À défaut, ce sera se résoudre à la gestion d’un déclin fracassant autant qu’irréversible. Et ce sera renoncer à devenir la nation des mobilités du XXIème siècle.
En 2022, le temps appartient toujours aux visionnaires, à toutes celles et ceux qui veulent rendre possible l’impossible. C’est une très bonne nouvelle. La réussite de la filière automobile peut devenir l’une des plus éclatantes des prochaines décennies, et elle tractera dans ce cas les progrès de nombreux autres secteurs économiques dans les domaines écologique et technologique.
C’est donc une chance pour Paris de prendre date. Faisons rayonner notre filière et ses métiers car ils sont au premier rang des solutions pour faire avancer la France. Réenchantons un secteur dont la magie agira puissamment et pour longtemps dans l’imaginaire mondial.
Fier d’être partenaire à la fois du Mondial et d’Equip’Auto, MOBILIANS donne rendez-vous aux passionnés de toutes les générations. « La mobilité dans le bon sens » sera le fil conducteur de nos stands, car nous pensons que le succès dépend de choses simples : une direction claire, du réalisme et de la confiance.
Nous sommes très heureux d’être parmi tous les exposants qui ont fait le choix de jouer collectif.

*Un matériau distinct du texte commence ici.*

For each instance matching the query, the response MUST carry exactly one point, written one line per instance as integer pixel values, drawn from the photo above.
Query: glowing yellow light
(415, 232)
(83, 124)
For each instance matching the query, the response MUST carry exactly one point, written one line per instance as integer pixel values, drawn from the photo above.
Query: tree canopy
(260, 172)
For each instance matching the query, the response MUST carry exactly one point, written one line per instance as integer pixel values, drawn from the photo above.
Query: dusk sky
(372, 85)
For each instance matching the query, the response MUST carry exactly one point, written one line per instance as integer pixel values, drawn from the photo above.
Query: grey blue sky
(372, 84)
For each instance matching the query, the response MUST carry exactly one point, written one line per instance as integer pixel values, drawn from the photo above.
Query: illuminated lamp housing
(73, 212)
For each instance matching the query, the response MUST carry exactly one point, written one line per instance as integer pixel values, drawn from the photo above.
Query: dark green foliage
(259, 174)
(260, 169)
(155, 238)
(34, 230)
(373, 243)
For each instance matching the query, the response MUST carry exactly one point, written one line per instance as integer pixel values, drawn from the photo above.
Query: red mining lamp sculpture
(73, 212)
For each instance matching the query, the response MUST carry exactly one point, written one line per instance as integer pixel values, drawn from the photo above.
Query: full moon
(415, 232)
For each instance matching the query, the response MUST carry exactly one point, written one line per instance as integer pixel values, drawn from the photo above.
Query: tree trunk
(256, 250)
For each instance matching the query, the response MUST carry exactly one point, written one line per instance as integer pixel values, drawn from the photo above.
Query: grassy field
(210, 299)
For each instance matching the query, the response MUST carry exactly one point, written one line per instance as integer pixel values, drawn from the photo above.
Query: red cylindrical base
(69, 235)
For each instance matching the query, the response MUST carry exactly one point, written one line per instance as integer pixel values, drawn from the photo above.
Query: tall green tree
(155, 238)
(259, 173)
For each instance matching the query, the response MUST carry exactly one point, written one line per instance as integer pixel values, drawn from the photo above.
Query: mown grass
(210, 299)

Nous y serons avec optimisme et volonté, celle de représenter la modernité d’une filière au diapason de ce qui la fait vivre et progresser : ses clients !
Merci aux directeurs du Mondial et d’Equip’Auto, Serge Gachot, Aurélie Jouve, à leurs équipes, ainsi qu’à leurs présidents respectifs de la PFA et de la FIEV, Luc Chatel et Claude Cham.